I Kill Giants has many familiar parts: A would-be friend who is initially rejected; a kind guidance counsellor who wants to help; a school bully; a big sister who’s trying to hold everything together. It definitely feels like something you’ve read or seen before.

So all that said, you might be expecting a fairly negative review.But as it turns out, I Kill Giants is one of the best comics I’ve read in a long time.

Why does it work? These stories are familiar because they resonate; everyone remembers being a child, and everyone has some fantasies about escaping real life for something better, happier, or more exciting. (See also Gilliam’s Brazil for one of the best examples.)

I Kill Giants, in particular, works because it’s honest, even if it’s honest about lies and fantasies. The protagonist, Barbara, is unvarnished: She’s rude, arrogant, dismissive of people who are trying to help her, and occasionally violent.In fact, it’s easy to interpret the early chapters as the story of a girl with serious mental health issues. If you’re the sort of person who needs a likeable, easily relatable character, this may not be for you.

But Barbara’s rough edges make the story’s eventual payoff far more rewarding: We grow to like her, even love her, because it’s not forced upon us. We learn about her gradually, and come to understand her view of the world. (For my part, I totally fell for her when she explains the origin of her hammer’s name.)

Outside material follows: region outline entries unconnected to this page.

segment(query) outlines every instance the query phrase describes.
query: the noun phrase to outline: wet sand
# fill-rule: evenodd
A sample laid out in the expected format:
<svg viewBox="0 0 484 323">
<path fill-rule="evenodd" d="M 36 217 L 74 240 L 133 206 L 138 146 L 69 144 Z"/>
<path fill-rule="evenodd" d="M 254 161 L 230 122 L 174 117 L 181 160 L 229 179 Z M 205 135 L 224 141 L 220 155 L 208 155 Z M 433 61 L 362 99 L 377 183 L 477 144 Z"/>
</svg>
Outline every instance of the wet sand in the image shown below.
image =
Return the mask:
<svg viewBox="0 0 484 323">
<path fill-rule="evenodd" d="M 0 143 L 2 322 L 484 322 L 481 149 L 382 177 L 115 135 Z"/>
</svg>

The other key to the book is the art of JM Ken Niimura, a relative newcomer to North American comics, and his work with writer Joe Kelly. Niimura’s a bit rough around the edges – action scenes don’t always come off as clearly as they could – but it frequently works to the story’s advantage. His sketchy, manga-influenced art captures the characters perfectly, particularly Barbara: As the story and her mood shift, Niimura’s art keeps up with it.

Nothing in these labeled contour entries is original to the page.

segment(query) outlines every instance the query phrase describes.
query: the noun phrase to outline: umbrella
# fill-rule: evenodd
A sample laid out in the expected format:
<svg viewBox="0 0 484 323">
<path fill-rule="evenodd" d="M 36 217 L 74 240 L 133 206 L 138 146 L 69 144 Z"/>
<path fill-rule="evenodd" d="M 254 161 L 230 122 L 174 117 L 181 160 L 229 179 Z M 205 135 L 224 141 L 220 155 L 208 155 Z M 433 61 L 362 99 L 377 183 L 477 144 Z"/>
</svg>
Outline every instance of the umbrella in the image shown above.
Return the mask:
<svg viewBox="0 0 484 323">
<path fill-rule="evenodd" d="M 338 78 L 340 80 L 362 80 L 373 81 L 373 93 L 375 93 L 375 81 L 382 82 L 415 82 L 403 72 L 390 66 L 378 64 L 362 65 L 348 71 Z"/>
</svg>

The mythical, monstrous, possibly imaginary giants are wonderfully realized as well: Vague and threatening, likely influenced by any number of sources without looking like any sort of monster in particular. His covers, too, are beautiful, though they aren’t reproduced in the trade.

And Kelly, for his part, is brave enough to let Niimura tell some of the most important parts of the story himself. Because Barbara’s problems are rarely on the surface, much of the story is left to the audience’s interpretation of events, which is chiefly influenced by Niimura’s visuals. Some of the final scenes in the book are largely wordless, and have some of the greatest impact you’ll find in a graphic novel.

I’ve stayed away from describing the plot, since I Kill Giants benefits, at least on a first reading, from the story’s ambiguity and mystery: Kelly & Niimura keep things vague enough to be mysterious, but not so obscure to be actively frustrating. (There’s one cop-out, with scratched out text in a speech balloon, but itworks quite well in the context of the story.) Truth be told, I had the impression the story was about something else entirely, given some preview art. It’s not really a mystery, and I’m not sure you could really “spoil” such a story, but it’s structured in an incredibly rewarding fashion: It works as well on subsequent reads as it did the first time around, but for different reasons.

I Kill Giants is contradictory is many ways: It’s a tried-and-true formula and concept, but executed in an unconventional fashion. Perhaps that’s why it works so well: It’s a story we all know, but presented in a way that still gives us something new.It’s predictable in its way, but also holds as much emotional impact as any comic I’ve read in a long time. A must-read.

(There’s an interview with Kelly and some preview art at CBR.)